There are multiple aspects of the opioid crisis among Black people, who have been left out of the broader conversation. Despite evidence of increased opioid overdose deaths, less is known about opioid use among Black people. This review synthesizes research on Black people who use opioids; the goals are to advance knowledge, highlight research gaps, and inform clinical practice.
This rapid review investigating opioid use among Black people utilized systematic review methods and was conducted according to a predefined protocol with clear inclusion criteria (PROSPERO ID: 177071). A comprehensive search strategy was used, including published and gray-literature sources (i.e., literature that has not been formally published). A narrative summary of the results is presented.
A total of 76 works were selected for inclusion and full text review. Sex, age, geographic location, and involvement in the carceral system were associated with the use of opioids among Black individuals. Non-epidemiologic factors included treatment-seeking patterns, disparate clinician prescribing, and social determinants.

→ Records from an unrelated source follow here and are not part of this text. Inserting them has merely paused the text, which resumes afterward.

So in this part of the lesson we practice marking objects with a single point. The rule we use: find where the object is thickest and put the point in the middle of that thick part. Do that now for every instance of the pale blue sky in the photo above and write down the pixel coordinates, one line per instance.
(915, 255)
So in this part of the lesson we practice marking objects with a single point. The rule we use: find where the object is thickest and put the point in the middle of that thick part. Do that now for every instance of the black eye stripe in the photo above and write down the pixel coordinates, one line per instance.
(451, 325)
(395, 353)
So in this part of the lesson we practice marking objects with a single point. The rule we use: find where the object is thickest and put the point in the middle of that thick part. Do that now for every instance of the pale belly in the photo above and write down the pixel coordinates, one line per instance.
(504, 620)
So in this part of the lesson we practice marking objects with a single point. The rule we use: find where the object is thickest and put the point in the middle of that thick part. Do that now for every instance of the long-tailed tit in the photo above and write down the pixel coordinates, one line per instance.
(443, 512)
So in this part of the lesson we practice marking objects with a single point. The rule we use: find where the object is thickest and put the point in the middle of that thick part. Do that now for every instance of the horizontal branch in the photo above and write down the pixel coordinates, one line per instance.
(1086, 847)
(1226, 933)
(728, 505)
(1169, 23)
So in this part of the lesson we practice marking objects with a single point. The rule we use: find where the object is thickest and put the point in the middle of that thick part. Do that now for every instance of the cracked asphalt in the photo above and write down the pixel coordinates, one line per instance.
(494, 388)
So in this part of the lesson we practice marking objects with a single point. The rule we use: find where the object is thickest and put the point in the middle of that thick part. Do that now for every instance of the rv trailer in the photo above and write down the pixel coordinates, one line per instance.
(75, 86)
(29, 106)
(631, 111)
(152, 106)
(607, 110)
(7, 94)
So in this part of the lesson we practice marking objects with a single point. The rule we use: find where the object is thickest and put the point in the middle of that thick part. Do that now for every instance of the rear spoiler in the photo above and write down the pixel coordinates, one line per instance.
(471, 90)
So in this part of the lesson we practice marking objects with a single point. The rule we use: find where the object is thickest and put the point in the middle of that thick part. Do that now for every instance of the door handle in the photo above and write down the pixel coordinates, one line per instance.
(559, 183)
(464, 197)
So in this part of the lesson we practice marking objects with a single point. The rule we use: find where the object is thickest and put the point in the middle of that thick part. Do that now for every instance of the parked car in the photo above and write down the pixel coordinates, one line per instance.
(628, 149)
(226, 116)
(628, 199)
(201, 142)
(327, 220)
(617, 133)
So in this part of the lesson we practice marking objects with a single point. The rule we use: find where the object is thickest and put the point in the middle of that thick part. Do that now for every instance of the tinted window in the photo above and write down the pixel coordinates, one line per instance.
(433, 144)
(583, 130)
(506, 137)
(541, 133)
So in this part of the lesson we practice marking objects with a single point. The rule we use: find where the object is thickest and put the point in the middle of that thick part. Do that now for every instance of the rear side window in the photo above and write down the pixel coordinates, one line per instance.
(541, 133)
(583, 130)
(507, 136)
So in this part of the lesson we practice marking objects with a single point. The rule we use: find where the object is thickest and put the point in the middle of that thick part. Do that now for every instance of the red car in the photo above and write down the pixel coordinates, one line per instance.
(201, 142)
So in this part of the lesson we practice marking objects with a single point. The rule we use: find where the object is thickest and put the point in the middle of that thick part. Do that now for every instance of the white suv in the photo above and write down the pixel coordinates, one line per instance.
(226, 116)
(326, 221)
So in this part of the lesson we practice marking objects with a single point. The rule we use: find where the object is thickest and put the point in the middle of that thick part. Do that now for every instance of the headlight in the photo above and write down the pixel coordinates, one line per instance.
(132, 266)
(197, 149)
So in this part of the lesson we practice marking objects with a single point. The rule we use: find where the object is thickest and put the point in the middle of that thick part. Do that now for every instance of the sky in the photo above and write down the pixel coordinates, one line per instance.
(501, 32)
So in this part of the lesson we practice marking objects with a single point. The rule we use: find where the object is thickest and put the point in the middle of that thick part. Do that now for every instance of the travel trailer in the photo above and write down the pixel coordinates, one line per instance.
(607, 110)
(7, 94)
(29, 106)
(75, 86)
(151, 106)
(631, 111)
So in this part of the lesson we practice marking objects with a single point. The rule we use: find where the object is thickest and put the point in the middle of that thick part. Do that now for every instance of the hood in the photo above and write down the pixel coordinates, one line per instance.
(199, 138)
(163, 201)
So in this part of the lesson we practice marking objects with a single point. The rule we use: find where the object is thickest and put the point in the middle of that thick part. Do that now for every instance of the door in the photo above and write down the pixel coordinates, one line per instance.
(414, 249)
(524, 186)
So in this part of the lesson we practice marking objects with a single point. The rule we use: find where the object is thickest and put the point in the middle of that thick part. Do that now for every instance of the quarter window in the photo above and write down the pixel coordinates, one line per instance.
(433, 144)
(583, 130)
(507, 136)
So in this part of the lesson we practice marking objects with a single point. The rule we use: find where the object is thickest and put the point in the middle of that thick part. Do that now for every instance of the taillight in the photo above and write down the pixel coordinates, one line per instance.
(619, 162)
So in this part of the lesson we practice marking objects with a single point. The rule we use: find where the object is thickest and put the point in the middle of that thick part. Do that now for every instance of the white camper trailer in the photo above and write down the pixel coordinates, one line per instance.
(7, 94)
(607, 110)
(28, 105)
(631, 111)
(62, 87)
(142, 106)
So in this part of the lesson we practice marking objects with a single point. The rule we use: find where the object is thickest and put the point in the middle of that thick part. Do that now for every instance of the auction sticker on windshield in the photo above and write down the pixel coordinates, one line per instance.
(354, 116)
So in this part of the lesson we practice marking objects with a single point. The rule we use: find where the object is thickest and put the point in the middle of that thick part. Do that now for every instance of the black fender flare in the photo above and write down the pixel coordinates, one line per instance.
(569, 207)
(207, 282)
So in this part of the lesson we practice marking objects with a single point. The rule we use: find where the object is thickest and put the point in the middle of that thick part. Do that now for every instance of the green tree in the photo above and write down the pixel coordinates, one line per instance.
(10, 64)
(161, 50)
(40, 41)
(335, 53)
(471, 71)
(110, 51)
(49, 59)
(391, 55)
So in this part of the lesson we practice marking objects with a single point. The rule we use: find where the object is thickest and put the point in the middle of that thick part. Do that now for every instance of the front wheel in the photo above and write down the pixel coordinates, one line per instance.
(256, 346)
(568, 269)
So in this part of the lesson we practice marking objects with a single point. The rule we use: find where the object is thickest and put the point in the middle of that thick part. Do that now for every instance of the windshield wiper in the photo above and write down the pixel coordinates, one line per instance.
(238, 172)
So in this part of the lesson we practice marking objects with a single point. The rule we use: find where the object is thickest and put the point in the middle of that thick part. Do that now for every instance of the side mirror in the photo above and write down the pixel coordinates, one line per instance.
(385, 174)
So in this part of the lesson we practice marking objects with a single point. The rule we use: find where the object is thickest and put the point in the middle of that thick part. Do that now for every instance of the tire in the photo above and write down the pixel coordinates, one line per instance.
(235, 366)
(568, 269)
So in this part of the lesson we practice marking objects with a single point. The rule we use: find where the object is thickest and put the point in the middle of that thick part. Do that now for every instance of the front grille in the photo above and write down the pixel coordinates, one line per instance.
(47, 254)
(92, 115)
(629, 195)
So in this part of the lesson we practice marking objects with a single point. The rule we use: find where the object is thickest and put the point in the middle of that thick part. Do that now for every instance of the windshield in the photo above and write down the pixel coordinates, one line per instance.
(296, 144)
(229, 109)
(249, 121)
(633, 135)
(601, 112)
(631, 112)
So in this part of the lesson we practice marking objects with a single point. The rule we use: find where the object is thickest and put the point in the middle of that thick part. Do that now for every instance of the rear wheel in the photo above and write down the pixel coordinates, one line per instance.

Through this rapid review we suggest three main areas of focus: (1) including culturally informed collection methods in epidemiologic surveys to accurately reflect prevalences, (2) funding research that specifically addresses the importance of culture in accessing treatment, and (3) directly studying how social determinants can improve or exacerbate health outcomes. Focusing on the unique needs of Black people who use opioids is warranted to increase treatment initiation and adherence among a population less likely to engage with the traditional health care system.